This role is only available in our Manchester location
The Government Digital Service (GDS) is the digital centre of government. We are responsible for setting, leading and delivering the vision for a modern digital government.
Our priorities are to drive a modern digital government, by:
joining up public sector services
harnessing the power of AI for the public good
strengthening and extending our digital and data public infrastructure
elevating leadership and investing in talent
funding for outcomes and procuring for growth and innovation
committing to transparency and driving accountability
We are home to the Incubator for Artificial Intelligence (I.AI), the world-leading GOV.UK and at the forefront of coordinating the UK's geospatial strategy and activity. We lead the Government Digital and Data function and champion the work of digital teams across government.
We're part of the Department for Science, Innovation and Technology (DSIT) and employ more than 1,000 people all over the UK, with hubs in Manchester, London and Bristol.
The Government Digital Service is where talent translates into impact. From your first day, you'll be working with some of the world's most highly-skilled digital professionals, all contributing their knowledge to make change on a national scale.
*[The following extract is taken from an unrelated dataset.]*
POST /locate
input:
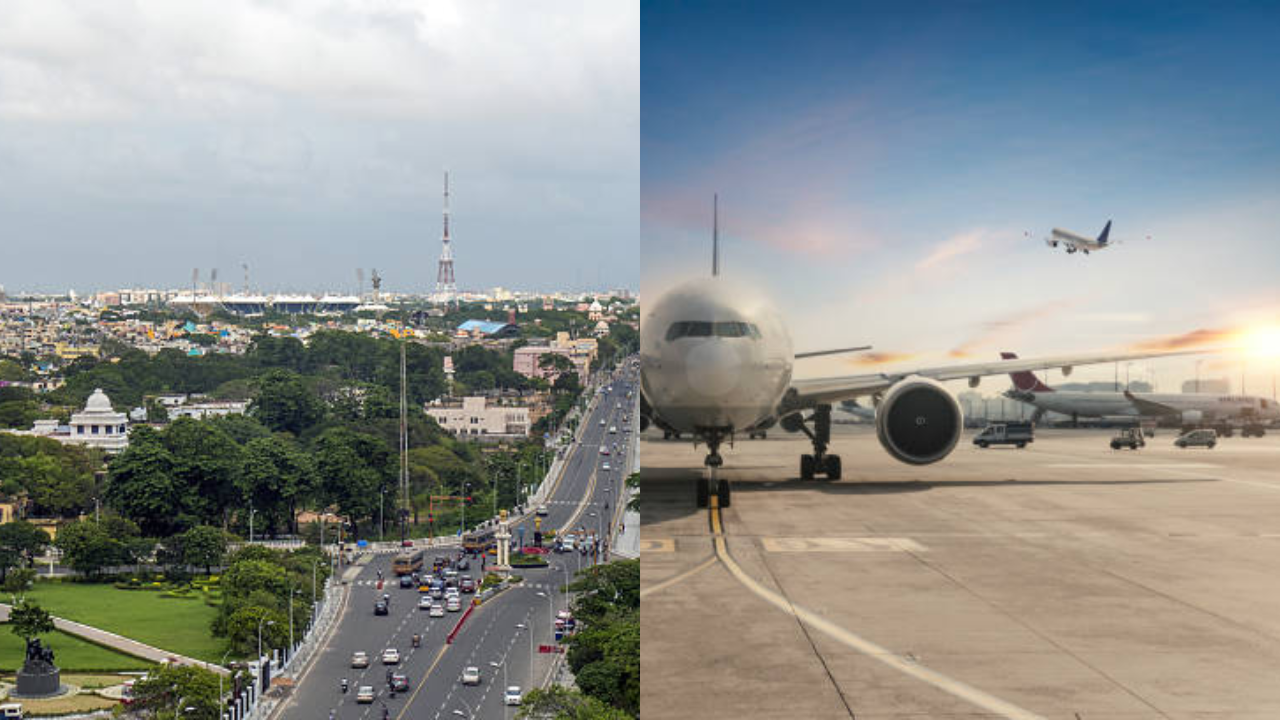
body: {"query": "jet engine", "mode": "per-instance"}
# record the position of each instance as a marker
(918, 420)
Join us for rewarding work that makes a difference across the UK. You'll solve some of the nation's highest-priority digital challenges, helping millions of people access services they need
Job description
This is an exciting opportunity to be a part of the Technical Service Desk team for the One Login programme. Reporting into the Lead Service Operations Manager, the Major Incident Manager will play a critical role in ensuring that the One Login service is operating as intended. Having responsibility for keeping Reliant Parties and internal stakeholders informed of events, actions and opportunities that are likely to impact their day-to-day activities, providing an essential interface with IT operational staff, Service Continuity and other supporting referral groups. The Major Incident Manager is responsible for leading the response to high-impact incidents, ensuring rapid restoration of services and minimising business disruption, being accountable for the maintenance of service resilience policy, guidance and co-ordination.
As a Major Incident Manager you'll:
take ownership of major incidents from detection through resolution, assess incident severity, determine business impact, and initiate the major incident process
lead technical bridges, ensuring efficient collaboration and clear direction, co-ordinate cross functional teams across the One Login programme
ensure timely escalation to senior leadership when required; and act as the primary point of contact during major incidents
provide timely updates to customers (internal and external), vendors and senior staff
maintain accurate incident logs, timelines and communication records and document incident timelines, root causes, impacts and recovery steps
produce Post Incident Reports (PIRs) with actionable recommendations
have the ability to analyse data and graphs to identify service anomalies
review and improve incident management processes, workflows and SLAs and develop and maintain major incident procedures and runbooks
draft, review and maintain a service resilience guidance document to ensure a consistent approach across the programme
maintain a current view of service resilience risks and raising for SCS review and approval on a six monthly basis
coordinate testing and exercising of service resilience plans across the live service
participate in an on-call rotation to provide after hours support as needed
Person specification
We are interested in people who have:
a proven track record of working in a Critical National Infrastructure (or comparable scale, profile, risk, complexity etc) live service environment and running bridge calls/war rooms during outages
experience of reviewing, optimising and taking forward process improvements on a service that is comparable (i.e. scale, profile, risk, etc) to One Login
a demonstrable track record of leading resilience teams, co-ordinating the response to major incidents, ensuring relevant prioritisation, focus on restoring the service and effective stakeholder engagement
facilitated resilience workshops for technical and non-technical teams boosting organisation wide readiness. Worked collaboratively in a group, actively networking with others. Adapted feedback to ensure it is effective and lasting
Root Cause Analysis (RCA) familiarity with the ability to document incidents and conduct Post Incident Reviews (PIRs), analyse and assess the impact of change, document change requests and action changes from change requests
the ability to remain calm under pressure with excellent leadership and decision making. Manage service components to ensure they meet business needs and key performance indicators (KPIs)
an understanding of the core technical concepts related to the role, an awareness of cloud computing and key components on which we build modern digital services
take accountability for issues that occur and be proactive in searching for potential problems effectively consulting specialists where required, strong analytical and problem solving abilities
Please note that this role requires SC clearance, which would normally need 5 years' UK residency in the past 5 years. This is not an absolute requirement, but supplementary checks may be needed where individuals have not lived in the UK for that period. This may mean your security clearance (and therefore your appointment) will take longer or, in some cases, not be possible.
DSIT cannot offer Visa sponsorship to candidates through this campaign. DSIT holds a Visa sponsorship licence but this can only be used for certain roles and this campaign does not qualify.